Le politologue Bertrand Badie écrivait dans «La Croix» en 2005 que «l’obsession terroriste travestit le monde []…] et sert []…] les entrepreneurs de la violence». Vous souscrivez ?

Comme toujours, le risque est de voir des causes dévoyées. Le terrorisme est une réalité consubstantielle aux sociétés organisées et après le terrorisme islamiste, précédé par le terrorisme internationaliste des années 1970-1980, un autre viendra.

Evidemment, la notion de terrorisme peut être instrumentalisée, soit par les Etats qui peuvent s’en servir pour renforcer leur pouvoir, soit par des sociétés qui y voient une source de revenus (matériels, technologies).

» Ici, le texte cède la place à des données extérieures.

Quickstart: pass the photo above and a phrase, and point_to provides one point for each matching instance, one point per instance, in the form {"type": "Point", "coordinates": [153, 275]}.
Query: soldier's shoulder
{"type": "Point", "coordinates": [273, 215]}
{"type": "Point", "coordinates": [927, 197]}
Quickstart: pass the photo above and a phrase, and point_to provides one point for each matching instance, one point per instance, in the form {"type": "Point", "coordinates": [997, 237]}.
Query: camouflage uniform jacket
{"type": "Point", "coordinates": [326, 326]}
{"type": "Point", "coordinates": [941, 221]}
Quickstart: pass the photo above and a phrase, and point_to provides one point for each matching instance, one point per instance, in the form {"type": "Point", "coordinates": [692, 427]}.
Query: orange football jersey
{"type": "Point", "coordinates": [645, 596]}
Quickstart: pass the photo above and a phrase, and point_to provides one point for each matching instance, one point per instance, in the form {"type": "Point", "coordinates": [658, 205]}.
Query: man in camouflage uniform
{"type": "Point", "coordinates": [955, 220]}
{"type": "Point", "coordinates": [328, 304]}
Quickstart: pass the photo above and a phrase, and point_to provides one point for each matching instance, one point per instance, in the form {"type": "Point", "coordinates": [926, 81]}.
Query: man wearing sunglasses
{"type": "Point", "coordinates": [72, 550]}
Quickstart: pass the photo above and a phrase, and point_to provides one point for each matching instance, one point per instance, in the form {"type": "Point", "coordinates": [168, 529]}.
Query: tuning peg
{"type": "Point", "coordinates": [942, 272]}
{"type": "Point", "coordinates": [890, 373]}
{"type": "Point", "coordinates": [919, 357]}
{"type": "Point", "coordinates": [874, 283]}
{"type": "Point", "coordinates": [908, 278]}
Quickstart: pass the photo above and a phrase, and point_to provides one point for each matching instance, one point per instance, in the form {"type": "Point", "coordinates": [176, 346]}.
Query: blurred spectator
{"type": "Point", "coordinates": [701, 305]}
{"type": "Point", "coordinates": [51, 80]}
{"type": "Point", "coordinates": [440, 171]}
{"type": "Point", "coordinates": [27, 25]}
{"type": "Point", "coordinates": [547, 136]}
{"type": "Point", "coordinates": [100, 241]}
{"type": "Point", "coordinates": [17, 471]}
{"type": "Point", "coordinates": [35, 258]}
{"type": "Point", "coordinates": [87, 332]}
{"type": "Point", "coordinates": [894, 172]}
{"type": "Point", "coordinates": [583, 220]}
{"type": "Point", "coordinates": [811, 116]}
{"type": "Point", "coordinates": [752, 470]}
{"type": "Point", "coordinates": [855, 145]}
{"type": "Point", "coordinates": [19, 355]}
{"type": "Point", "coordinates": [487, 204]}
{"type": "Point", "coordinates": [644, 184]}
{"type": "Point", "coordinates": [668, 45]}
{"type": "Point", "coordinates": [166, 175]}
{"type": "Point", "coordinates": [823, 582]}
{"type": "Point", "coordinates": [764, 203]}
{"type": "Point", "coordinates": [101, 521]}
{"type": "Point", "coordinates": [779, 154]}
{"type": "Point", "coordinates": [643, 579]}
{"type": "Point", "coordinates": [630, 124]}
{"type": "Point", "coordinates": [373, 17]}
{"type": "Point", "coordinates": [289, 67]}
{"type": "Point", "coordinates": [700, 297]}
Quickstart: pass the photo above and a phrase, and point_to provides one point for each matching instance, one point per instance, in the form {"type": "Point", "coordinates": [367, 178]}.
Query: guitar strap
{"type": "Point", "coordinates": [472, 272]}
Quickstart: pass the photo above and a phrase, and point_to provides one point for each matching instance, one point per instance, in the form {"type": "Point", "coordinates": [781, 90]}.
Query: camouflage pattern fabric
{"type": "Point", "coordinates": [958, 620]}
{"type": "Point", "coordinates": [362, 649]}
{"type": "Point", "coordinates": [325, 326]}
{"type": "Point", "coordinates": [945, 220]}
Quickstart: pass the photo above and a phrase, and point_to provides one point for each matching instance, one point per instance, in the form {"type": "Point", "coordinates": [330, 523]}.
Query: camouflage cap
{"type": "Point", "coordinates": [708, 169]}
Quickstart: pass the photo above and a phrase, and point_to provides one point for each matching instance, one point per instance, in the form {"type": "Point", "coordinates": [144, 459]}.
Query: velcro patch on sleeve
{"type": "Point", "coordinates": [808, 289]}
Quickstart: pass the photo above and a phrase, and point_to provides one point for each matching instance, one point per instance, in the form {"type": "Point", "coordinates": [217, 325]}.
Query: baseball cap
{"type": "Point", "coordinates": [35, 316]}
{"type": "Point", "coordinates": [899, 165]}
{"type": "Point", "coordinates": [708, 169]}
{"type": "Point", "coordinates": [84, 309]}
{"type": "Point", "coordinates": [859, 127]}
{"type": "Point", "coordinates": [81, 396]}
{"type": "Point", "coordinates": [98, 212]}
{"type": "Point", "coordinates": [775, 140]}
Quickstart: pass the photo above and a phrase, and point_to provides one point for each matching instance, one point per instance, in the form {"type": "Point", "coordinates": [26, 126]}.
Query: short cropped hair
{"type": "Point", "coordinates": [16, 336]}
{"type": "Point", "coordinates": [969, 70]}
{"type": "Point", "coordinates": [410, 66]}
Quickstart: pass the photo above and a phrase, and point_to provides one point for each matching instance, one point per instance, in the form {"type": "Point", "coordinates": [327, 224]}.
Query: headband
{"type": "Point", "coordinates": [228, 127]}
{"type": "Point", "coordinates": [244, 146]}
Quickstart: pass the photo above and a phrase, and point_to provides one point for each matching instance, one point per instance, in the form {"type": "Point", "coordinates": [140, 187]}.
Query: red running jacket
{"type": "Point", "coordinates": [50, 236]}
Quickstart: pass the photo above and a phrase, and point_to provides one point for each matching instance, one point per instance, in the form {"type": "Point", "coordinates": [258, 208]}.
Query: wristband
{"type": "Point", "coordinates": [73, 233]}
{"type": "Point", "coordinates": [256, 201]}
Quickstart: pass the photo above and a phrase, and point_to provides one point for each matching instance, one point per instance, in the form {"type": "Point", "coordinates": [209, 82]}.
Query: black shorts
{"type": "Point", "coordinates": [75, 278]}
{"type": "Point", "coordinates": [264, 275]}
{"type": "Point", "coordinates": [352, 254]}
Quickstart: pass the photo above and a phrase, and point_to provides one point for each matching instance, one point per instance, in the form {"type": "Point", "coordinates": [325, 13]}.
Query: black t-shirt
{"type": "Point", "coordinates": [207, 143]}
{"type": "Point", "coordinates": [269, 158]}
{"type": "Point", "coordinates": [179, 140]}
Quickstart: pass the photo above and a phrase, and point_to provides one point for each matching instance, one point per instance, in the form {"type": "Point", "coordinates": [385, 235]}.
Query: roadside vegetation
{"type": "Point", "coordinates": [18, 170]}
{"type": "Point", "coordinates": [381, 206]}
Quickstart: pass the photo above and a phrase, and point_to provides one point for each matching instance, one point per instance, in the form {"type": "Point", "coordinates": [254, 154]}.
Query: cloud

Badie a donc raison en ce sens. Il faut trouver le juste milieu, estimer la menace à sa juste valeur et être capable d’élaborer une réponse raisonnable. De ce point de vue, la notion de «guerre contre la terreur» créée par les Américains après le 11-Septembre est impropre. Il n’y a pas de guerre contre le terrorisme, il y a la loi à opposer au crime.

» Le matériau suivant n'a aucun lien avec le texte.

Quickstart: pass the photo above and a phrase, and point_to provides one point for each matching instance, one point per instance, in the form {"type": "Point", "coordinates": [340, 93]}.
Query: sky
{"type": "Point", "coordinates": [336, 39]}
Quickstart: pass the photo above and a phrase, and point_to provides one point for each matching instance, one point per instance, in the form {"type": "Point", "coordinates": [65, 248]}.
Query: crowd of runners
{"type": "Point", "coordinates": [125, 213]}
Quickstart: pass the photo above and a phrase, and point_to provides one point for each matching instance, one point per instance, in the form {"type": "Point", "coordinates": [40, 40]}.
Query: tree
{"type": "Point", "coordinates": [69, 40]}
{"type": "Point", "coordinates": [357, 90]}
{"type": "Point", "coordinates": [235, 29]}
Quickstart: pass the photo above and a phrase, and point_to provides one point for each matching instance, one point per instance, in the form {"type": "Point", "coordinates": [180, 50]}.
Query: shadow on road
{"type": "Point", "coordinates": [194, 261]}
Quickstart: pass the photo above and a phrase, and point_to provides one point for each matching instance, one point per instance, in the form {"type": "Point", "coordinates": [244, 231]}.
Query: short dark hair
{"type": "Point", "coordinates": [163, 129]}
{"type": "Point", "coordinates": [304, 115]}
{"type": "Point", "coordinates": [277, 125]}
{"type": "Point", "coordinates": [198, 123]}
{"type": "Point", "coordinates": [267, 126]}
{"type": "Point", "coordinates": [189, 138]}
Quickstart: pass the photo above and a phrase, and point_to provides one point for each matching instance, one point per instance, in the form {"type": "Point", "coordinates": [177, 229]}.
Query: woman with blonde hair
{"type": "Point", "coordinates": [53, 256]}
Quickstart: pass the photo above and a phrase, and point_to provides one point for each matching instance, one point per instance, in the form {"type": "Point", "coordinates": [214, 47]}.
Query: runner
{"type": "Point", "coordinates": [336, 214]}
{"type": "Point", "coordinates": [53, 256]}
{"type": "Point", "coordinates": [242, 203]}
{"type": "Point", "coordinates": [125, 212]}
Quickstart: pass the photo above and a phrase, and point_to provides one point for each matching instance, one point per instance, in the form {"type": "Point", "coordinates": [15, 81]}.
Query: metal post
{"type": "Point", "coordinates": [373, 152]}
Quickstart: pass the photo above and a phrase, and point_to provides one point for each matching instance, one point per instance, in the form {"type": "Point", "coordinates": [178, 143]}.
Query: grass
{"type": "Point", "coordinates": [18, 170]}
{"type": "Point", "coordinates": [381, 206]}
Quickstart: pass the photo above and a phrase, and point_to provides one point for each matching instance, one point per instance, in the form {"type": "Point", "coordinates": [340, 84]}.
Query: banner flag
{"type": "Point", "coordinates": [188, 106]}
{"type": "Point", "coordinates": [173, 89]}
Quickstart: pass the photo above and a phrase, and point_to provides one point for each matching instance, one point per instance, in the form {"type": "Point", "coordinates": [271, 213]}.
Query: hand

Les cibles quotidiennes n’étant pas les pays occidentaux, difficile d’opposer la loi à des actes se déroulant dans des zones instables...

Les pays occidentaux ne sont pas les cibles du terrorisme parce que leurs services de sécurité fonctionnent à plein régime. La France déjoue, selon les autorités, au moins deux complots crédibles par an. C’est pour cela que le terrorisme à caractère islamiste se déporte sur des zones où le pouvoir d’Etat est plus faible et dans les zones difficiles à contrôler comme le Sahel avec al-Qaida au Maghreb islamique, le Yémen ou la Somalie.

La mort d’Oussama Ben Laden est-elle plus un symbole qu’une réussite ? Est-ce de nature à durcir les lignes, à polliniser davantage la menace terroriste ?

Dix ans plus tard, la mort d’Oussama Ben Laden ne change pas grand-chose. Il n’était, depuis longtemps, qu’une enseigne, qu’une image symbolique. Cette image durera encore un certain temps avant de disparaître. Pour longtemps, il demeurera l’homme qui a mis les Américains à genou pour quelques générations.

Les guerres en Afghanistan et en Irak sont-elles des échecs militaires, politiques ou idéologiques ?

Ces guerres ou après-guerres sont des échecs politiques. La première parce que les Etats-Unis se détournèrent de l’Afghanistan à partir de 2003 pour aller en Irak, permettant ainsi le retour des talibans. En Irak, la reconstruction ayant ignoré les bases d’un consensus politique à rétablir y compris avec une bonne partie des membres de l’ancien pouvoir et ayant supprimé l’armée et l’administration, le pays ne pouvait que sombrer dans le chaos dont il sort à peine. De ce point de vue, les Etats-Unis ont ignoré les bases relatives à tout conflit engagé. Il faut disposer des conditions politiques de la sortie de guerre pour la conclure. Le Vietnam aurait dû leur servir de leçon.

L’opposition des civilisations ces dix dernières années, mythe ou réalité ?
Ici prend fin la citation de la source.